The land question is foremost on all South African minds, with debate raging across all spectrums. To put the land issue in perspective the following extract from the International Growth Centre policy brief on unlocking land rights for urban development highlights that the land issue is not unique to South Africa. Over above that a serious business case can be motivated for ensuring legally enforceable land rights.
“For cities to be productive and liveable places, urban land needs to be used efficiently and intensively. Well-functioning cities typically cluster firms and people together around productive central business districts and manufacturing centres that form the city’s employment engine. By contrast, many low-income cities are failing to use their land efficiently, instead growing outwards through sprawling self-built informal settlements.

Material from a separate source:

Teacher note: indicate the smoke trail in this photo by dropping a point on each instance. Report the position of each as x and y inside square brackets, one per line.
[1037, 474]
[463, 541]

Inefficient land use and insufficient investment, both in private properties and in public infrastructure, is often underpinned by weak land rights. In many cities, land is gridlocked in a web of competing ownership claims and overlapping tenure systems. This inhibits the private sector from either making substantial investments on land or transferring it to a more productive user. It also prevents governments from coordinating a virtuous cycle of infrastructure provision, co-ordinated land-use planning and land taxation to fund these investments.
Given the politically challenging nature of reforms to land tenure, inertia has been a common policy response across many developing cities. However as demonstrated by experiences from Rwanda to Thailand, decisive public policy, backed by strong political support, can prevent these patterns of low investment and inefficient land use.
Secure land rights encourage owners to invest in improving their properties. Legally enforceable land rights enable governments to tax and plan land use. Marketable land rights allow land to be transferred to its most productive use.